MAY it please the Court and gentlemen of the jury, waiving congratulations, reminiscences and animadversions, I will proceed to the business in hand. There are two principal and important questions to be decided by you: First, is the will sought to be probated, the will of Andrew J. Davis? Is it genuine? Is it honest?

And second, did Andrew J. Davis make a will after 1866 revoking all former wills, or were the provisions such that they were inconsistent with the provisions of the will of 1866?

These are the questions, and as we examine them, other questions arise that have to be answered. The first question then is: Who wrote the will of 1866? Whose work is it? When, where and by whom was it done? And I don't want you, gentlemen, to pay any attention to what I say unless it appeals to your reason and to your good sense. Don't be afraid of me because I am a sinner.* I admit that I am. I am not like the other gentleman who thanked God "that he was not as other men."

* Col. Ingersoll when speaking of himself as a sinner in
this address is referring to the remarks made by Senator
Sanders, who in the preceding address said:
"In an old book occur the words, 'My son if sinners entice
thee consent thou not.' I will not apply this to you,
gentlemen of the jury. But I have a right to demand of you
that you hold your minds and hearts free from all influences
calculated to swerve you until you have heard the last words
in this case." The Senator enjoined them not to be beguiled
by the eloquence of a man who was famed for his eloquence
over two continents and in the islands of the sea; a man
whose eloquence fittingly transcended that of Greece in the
time of Alexander.

I have the faults and frailties common to the human race, but in spite of being a sinner I strive to be at least a good-natured one, and I am such a sinner that if there is any good in any other world I am willing to share it with all the children of men. To that extent at least I am a sinner; and I hope, gentlemen, that you will not be prejudiced against me on that account, or decide for the proponent simply upon the perfections of Senator Sanders. Now, I say, the question is: Who wrote this will? The testimony offered by the proponent is that it was written by Job Davis. We have heard a great deal, gentlemen, of the difference between fact and opinion. There is a difference between fact and opinion, but sometimes when we have to establish a fact by persons, we are hardly as certain that the fact ever existed as we are of the opinion, and although one swears that he saw a thing or heard a thing we all know that the accuracy of that statement must be decided by something besides his word.

There is this beautiful peculiarity in nature—a lie never fits a fact, never.
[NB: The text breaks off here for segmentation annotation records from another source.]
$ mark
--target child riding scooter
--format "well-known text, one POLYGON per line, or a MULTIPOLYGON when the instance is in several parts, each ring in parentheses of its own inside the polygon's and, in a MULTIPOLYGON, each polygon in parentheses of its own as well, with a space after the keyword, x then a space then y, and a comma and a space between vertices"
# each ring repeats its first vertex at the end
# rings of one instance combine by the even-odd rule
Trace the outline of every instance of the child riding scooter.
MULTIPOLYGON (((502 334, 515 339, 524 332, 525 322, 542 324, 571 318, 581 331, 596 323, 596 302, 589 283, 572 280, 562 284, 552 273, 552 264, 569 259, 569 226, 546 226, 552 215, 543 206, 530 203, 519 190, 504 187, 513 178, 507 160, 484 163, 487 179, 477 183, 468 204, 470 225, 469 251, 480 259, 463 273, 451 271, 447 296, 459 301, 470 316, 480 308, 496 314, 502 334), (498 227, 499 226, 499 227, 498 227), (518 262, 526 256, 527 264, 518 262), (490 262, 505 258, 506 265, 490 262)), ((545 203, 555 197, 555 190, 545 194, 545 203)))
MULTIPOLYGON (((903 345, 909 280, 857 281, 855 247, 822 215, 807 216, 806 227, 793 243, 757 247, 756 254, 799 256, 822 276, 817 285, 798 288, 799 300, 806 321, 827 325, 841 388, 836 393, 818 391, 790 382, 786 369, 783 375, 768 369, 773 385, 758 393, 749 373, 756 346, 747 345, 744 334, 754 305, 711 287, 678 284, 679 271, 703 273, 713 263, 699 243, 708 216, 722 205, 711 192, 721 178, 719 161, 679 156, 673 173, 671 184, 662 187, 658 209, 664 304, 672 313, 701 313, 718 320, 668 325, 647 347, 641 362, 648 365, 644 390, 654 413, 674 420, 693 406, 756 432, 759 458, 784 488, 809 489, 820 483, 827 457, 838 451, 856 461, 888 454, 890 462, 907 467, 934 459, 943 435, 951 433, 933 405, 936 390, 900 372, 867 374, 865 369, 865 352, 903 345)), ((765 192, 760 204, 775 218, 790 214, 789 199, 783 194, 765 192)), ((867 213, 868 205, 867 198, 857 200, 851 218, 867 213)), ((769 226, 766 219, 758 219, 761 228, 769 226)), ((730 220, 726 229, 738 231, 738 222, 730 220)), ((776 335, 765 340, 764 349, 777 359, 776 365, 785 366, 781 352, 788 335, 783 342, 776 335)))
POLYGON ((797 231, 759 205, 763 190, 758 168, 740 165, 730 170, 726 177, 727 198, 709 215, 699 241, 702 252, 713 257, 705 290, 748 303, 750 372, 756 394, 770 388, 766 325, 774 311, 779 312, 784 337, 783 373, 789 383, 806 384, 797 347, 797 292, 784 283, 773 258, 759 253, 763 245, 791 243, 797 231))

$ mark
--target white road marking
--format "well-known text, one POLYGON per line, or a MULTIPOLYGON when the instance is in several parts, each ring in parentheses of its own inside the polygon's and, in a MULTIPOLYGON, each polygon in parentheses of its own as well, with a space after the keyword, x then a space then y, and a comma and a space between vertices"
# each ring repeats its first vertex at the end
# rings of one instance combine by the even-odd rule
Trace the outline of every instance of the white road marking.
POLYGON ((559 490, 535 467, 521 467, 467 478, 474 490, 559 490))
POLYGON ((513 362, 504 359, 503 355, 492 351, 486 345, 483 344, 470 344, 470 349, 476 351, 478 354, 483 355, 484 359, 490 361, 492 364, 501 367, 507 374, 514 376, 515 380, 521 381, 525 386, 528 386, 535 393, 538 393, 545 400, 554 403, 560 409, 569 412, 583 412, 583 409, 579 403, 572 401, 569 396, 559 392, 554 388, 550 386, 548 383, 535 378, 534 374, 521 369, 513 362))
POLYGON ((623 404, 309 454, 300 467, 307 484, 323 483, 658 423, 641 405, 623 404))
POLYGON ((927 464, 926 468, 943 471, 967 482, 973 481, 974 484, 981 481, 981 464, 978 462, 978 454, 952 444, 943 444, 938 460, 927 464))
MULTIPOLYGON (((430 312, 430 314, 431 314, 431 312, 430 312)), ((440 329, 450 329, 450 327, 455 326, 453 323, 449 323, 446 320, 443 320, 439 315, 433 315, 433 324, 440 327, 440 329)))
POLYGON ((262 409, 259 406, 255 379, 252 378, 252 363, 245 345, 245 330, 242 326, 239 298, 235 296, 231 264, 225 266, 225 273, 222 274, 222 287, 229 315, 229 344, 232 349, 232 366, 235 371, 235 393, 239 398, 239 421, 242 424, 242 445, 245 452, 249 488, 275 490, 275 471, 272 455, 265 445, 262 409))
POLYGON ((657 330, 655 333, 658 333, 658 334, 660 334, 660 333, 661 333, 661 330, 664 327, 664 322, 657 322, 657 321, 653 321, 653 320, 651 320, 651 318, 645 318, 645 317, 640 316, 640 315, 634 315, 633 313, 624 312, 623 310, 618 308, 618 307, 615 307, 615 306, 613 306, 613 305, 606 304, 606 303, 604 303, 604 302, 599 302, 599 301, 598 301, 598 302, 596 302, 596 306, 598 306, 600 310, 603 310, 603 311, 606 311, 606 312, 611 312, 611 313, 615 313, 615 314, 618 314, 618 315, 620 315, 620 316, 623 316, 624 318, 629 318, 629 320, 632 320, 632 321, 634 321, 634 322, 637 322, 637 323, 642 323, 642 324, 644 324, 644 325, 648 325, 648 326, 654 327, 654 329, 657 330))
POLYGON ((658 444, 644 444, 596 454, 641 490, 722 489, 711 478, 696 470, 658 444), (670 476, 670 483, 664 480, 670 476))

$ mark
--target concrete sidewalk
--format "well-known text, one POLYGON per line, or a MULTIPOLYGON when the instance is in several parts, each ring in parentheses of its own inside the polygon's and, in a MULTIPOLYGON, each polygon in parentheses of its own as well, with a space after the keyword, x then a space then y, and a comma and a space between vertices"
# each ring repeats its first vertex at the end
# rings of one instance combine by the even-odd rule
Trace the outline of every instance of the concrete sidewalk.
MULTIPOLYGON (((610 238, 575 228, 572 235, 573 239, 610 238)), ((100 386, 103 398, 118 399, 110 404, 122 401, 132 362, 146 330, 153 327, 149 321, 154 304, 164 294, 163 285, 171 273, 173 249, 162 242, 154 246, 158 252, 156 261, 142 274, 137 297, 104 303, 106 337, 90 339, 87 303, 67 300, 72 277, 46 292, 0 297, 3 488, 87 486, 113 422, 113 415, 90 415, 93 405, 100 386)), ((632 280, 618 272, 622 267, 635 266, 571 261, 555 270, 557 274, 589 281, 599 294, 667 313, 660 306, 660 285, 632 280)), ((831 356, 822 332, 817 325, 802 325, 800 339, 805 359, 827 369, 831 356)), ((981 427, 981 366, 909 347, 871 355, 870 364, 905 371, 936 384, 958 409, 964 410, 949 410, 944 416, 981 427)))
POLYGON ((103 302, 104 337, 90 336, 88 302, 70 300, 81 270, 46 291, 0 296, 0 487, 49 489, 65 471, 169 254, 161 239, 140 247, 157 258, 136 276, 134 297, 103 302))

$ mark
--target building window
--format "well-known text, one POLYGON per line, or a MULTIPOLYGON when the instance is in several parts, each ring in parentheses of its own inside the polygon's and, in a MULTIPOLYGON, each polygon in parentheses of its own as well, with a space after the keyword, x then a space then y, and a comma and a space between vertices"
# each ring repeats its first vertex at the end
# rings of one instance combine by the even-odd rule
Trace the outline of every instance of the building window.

You only fit a lie with another lie, made for the express purpose, because you can change a lie but you can't change a fact, and after a while the time comes when the last lie you tell has to be fitted to a fact, and right there is a bad joint; consequently you must test the statements of people who say they saw, not by what they say but by other facts, by the surroundings, by what are called probabilities; by the naturalness of the statement. If we only had to hear what witnesses say, jurymen would need nothing but ears. Their brains could be dispensed with; but after you hear what they say you call a council in your brain and make up your mind whether the statement, in view of all the circumstances, is true or false.

Did Job Davis write the will? I would be willing to risk this entire case on that one proposition. Did Job Davis write this will? And I propose to demonstrate to you by the evidence on both sides that Job Davis did not write that will. Why do I say so?

First: The evidence of all the parties is that Job Davis wrote a very good hand; that his letters were even. He wrote a good hand; a kind of schoolmaster, copy-book hand. Is this will written in that kind of hand? I ask Judge Woolworth to tell you whether that is written in a clerkly hand; whether it was written by a man who wrote an even hand; whether it was written by a man who closed his "a's" and "o's"; whether it was written by one who made his "h's" and "b's" different. Job Davis was a good scholar.

No good penman ever wrote the body of that will. If there were nothing else I would be satisfied, and, in my judgment, you would be, that it is not the writing of Job Davis.

It is the writing; of a poor penman; it is the writing of a careless penman, who, for that time, endeavored to write a little smaller than usual, and why? When people forge a will they write the names first on the blank paper. They will not write the body of the will and then forge the name to it, because if they are not successful in the forgery of the name they would have to write the whole business over again; so the first thing they would do would be to write the name and the next thing that they would do would be to write the will so as to bring it within the space that was left, and here they wrote it a little shorter even than was necessary and quit there [indicating on the will] and made these six or seven marks and then turned over, and on the other side they were a little crowded before they got to the name of A. J. Davis.